Magnus-Stinson said the order would be lifted if federal authorities demonstrated a “reasonable consideration of the plaintiffs’ right to be present for the execution.”

In response, the DOJ argued it planned to “take an extensive array of precautions to mitigate the risk,” further adding that if executions were postponed until the procurement of a coronavirus vaccine, it would create “an indefinite delay.”

“Although the government endeavors to facilitate attendance by victims’ family members who wish to attend a scheduled execution, no permissible witness has a statutory entitlement to attend the execution,” the DOJ wrote in its response.

Last year, Attorney General William Barr ordered executions to resume, beginning with five men convicted of murdering or raping children and the elderly. They would be the first federal punishments of death carried out since 2003.

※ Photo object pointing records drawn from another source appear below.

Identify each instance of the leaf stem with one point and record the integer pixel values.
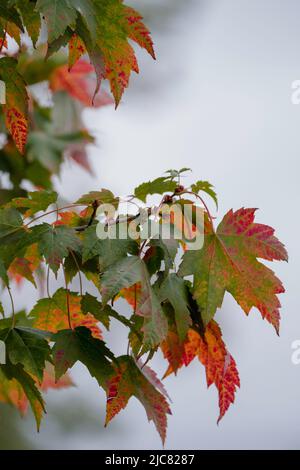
(12, 307)
(53, 211)
(68, 300)
(79, 273)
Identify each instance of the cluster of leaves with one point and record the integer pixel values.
(98, 29)
(173, 303)
(169, 312)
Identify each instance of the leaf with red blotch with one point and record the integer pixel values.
(11, 392)
(51, 314)
(137, 31)
(105, 36)
(212, 353)
(73, 81)
(129, 381)
(13, 376)
(228, 262)
(76, 50)
(16, 106)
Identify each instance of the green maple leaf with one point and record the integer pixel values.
(104, 196)
(10, 14)
(228, 262)
(53, 146)
(129, 381)
(175, 291)
(35, 202)
(28, 347)
(79, 345)
(10, 372)
(158, 186)
(54, 243)
(126, 273)
(90, 304)
(59, 14)
(10, 222)
(108, 250)
(16, 103)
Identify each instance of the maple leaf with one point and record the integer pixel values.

“Congress has expressly authorized the death penalty through legislation adopted by the people’s representatives in both houses of Congress and signed by the president,” Barr said at the time. “The Justice Department upholds the rule of law.”

Barr ordered a change to the chemical compound used for federal executions, which was a combination of three drugs, to a single drug: phenobarbital. When administered in high doses, the drug causes respiratory arrest. It has been used in 200 executions since 2010 and has been permitted by the high court in the past by states as consistent with the Eighth Amendment to the Constitution.

Earlier this month, the Justice Department scheduled the execution of four convicted child murderers, including Lee, Wesley Purkey, Dustin Honken, and Keith Nelson.

“The American people, acting through Congress and Presidents of both political parties, have long instructed that defendants convicted of the most heinous crimes should be subject to a sentence of death,” Barr said in a statement. “The four murderers whose executions are scheduled today have received full and fair proceedings under our Constitution and laws. We owe it to the victims of these horrific crimes, and to the families left behind, to carry forward the sentence imposed by our justice system.”

Last year, a federal judge blocked the DOJ’s decision to move forward with executions, but a three-judge panel on the District of Columbia U.S. Court of Appeals sided with the Trump administration in the spring.

“We do share the government’s concern about further delay from multiple rounds of litigation,” the appeals court said in a 2-1 decision. “But the government did not seek immediate resolution of all the plaintiffs’ claims, including the constitutional claims and the claim that the protocol and addendum are arbitrary and capricious under the APA.”

However, the appeals court did note that the executions would be put on hold while litigation in lower court settings continued.